O Senado aprovou nesta terça-feira (31) a medida provisória que efetiva o Sistema Eletrônico dos Registros Públicos (Serp) para unificar sistemas de cartórios em todo o país e permitir registros e consultas pela internet. O texto (MP 1.085/2021) foi aprovado com mudanças pelos senadores e por isso retornou à Câmara dos Deputados. Ainda na noite desta terça-feira, os deputados federais aprovaram as modificações feitas pelo Senado. Agora, o texto segue para sanção presidencial. A medida provisória perderia a validade nesta quarta-feira (1º).

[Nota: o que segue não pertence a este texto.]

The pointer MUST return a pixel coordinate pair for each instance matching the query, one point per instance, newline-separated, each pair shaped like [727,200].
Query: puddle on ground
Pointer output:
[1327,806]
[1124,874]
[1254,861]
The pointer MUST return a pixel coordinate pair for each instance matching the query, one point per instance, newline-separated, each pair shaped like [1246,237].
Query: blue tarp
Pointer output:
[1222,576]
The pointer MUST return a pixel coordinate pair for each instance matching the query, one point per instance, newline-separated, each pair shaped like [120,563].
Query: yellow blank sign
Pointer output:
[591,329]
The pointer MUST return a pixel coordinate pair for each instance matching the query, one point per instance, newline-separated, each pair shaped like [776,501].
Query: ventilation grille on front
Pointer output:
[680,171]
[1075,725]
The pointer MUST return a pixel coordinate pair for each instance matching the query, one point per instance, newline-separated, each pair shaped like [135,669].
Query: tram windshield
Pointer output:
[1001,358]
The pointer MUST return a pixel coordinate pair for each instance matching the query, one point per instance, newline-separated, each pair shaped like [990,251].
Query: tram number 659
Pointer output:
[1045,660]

Pelo texto, o Sistema Eletrônico dos Registros Públicos (Serp) deve ser implantado até 31 de janeiro de 2023. A partir dessa data, as certidões serão extraídas por meio reprográfico ou eletrônico, ou seja, os oficiais de registro estarão dispensados de imprimir certidões (civil ou de títulos). As certidões eletrônicas devem ser feitas com o uso de tecnologia que permita ao usuário imprimi-las e identificar sua autenticidade, conforme critérios do Conselho Nacional de Justiça (CNJ).

Esse texto havia sido aprovado pela Câmara sem mudanças, e a análise das emendas acabou sendo feita no Senado. Relator da matéria, o senador Weverton (PDT-MA) acatou várias emendas apresentadas por deputados federais e senadores e sugeriu outros ajustes no texto. Ele informou que houve cinco relatórios diferentes no total e que, a cada ajuste, foram ouvidos deputados e senadores para se chegar a um texto que pudesse ser aprovado.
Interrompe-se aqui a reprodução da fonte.